Is there anyone who has changed your life but doesn’t know it right now?

So many people! That’s hard to answer, but one clear example is the [that] guy gave me the name for the project. Obviously, he helped shape my career and the trajectory and also my “why,” you know? People always ask, what’s your “why” and what you’re doing. I feel like that means that we’re not really strangers. The name, the product, this thing, but it’s also the mission statement. It shows how we’re all the same inside, so he really changed my life in that way.

What are you still trying to prove to yourself?

I know some of this sounds cheesy, but this is still my baby and still something I’m trying to prove to myself that I can do, and that I can make it happen and I can make this a business. I’m really uncomfortable in the creative realm of all of this, but now I’m learning there’s a whole business side I have to really confront and embrace. Proving to myself that I can really flourish on the business end is it.

Imperfections are lovable.

Koreen Odiney

I have one more question, but it’s not from the game. Because your whole concept was birthed from a place of heartbreak following your first love, how has your view on love changed from 16-year-old you, talking to strangers about their heartbreaks, to now that you’ve turned it into your passion and work?

Oh my God, that can make me cry. That’s such a good question. I would say…oh my God, my view of love…First, I’m in my first healthy relationship, and I’ve never experienced something like this before, where I don’t feel like I have to be a perfect facade. I don’t feel like I have to put a mask on. I don’t feel like my weird parts of me are not lovable. I’ve learned that imperfections are lovable. I didn’t know that then. I think my perception of love [now] is that it can be easy, you know? It can feel easy. That’s the short answer. 

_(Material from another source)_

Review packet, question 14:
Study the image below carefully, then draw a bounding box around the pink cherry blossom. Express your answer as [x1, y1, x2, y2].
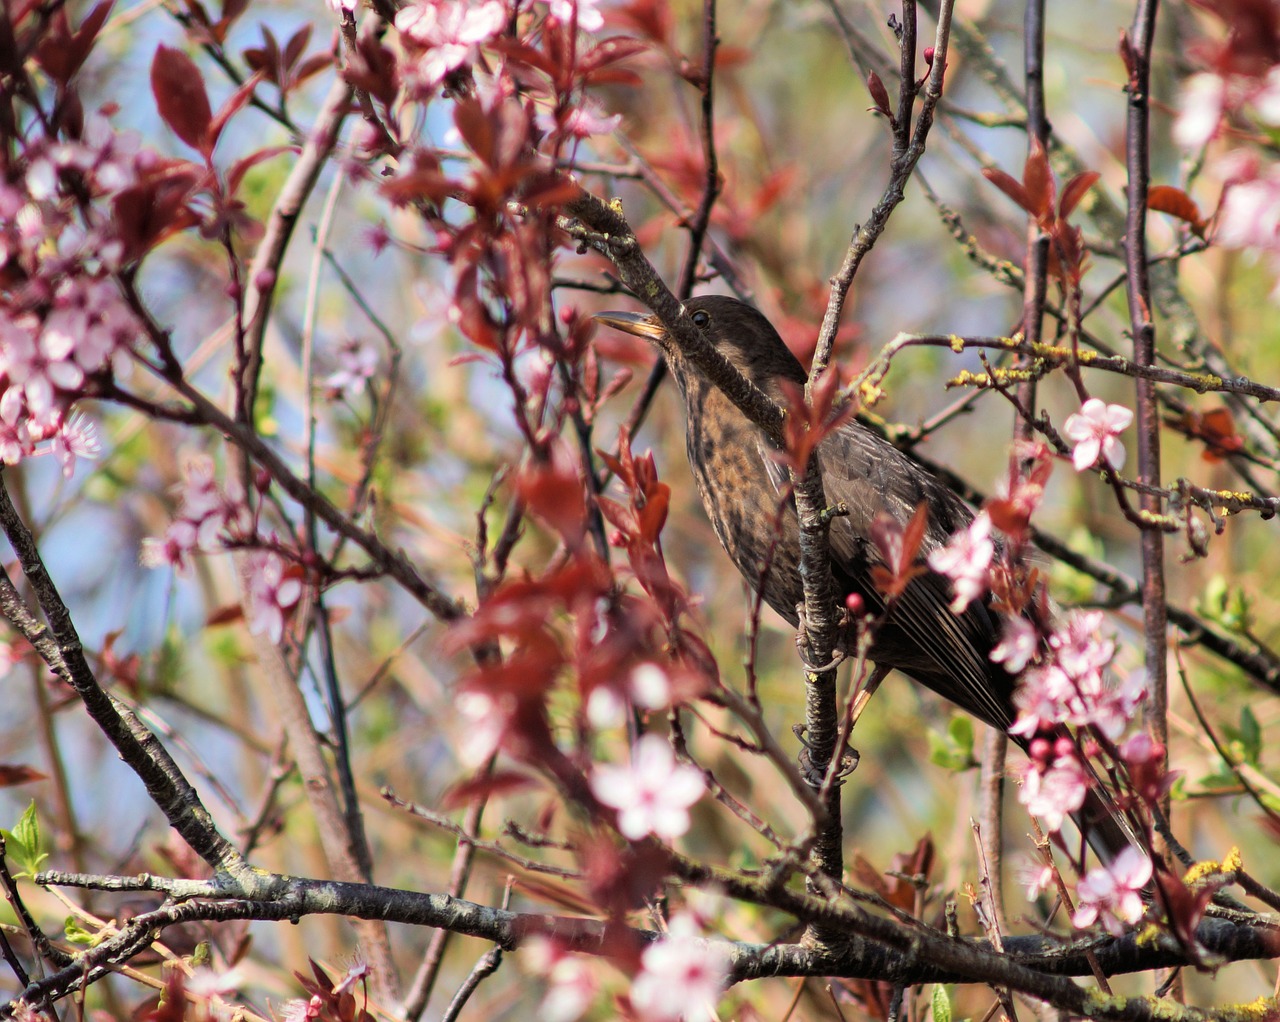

I would tell my 16-year-old self to embrace the heartbreak ‘cause it’s going to give richness to the rest of your life. It’s going to give you a perspective that will make you appreciate everything. It’s really inspired me to this day, the different heartbreaks and relationships that I’ve had with people. All of it has shaped my creativity, and I feel like I was really able to use the pain and channel that into art. And, that’s what makes it real. It’s really been a journey of pain, heartbreak, and Bob Dylan songs [laughs], and all this stuff that helped me understand myself in that way allowed me to understand others better.

Love is great and it feels good, but it’s also a gift you give someone, a way you show up for someone, the acceptance of someone, the listening you give to someone, and all these things you can provide to make someone feel loved.

Koreen Odiney

Also, I think another thing that happened to me right before I met him [my boyfriend] was a shift in my thinking. Before, I felt like, what can I get out of love? What can love give me, whether it be validation or whatever? It was like validation that I’m good enough, for example. It shifted to not only what can I get out of love, but what can I provide with my love? What do I have to give our relationship? I feel like that’s been a really important mind shift that happened for me as I got older, and it makes me understand that love is great and it feels good, but it’s also a gift you give someone, a way you show up for someone, the acceptance of someone, the listening you give to someone, and all these things you can provide to make someone feel loved. And, that’s just as important.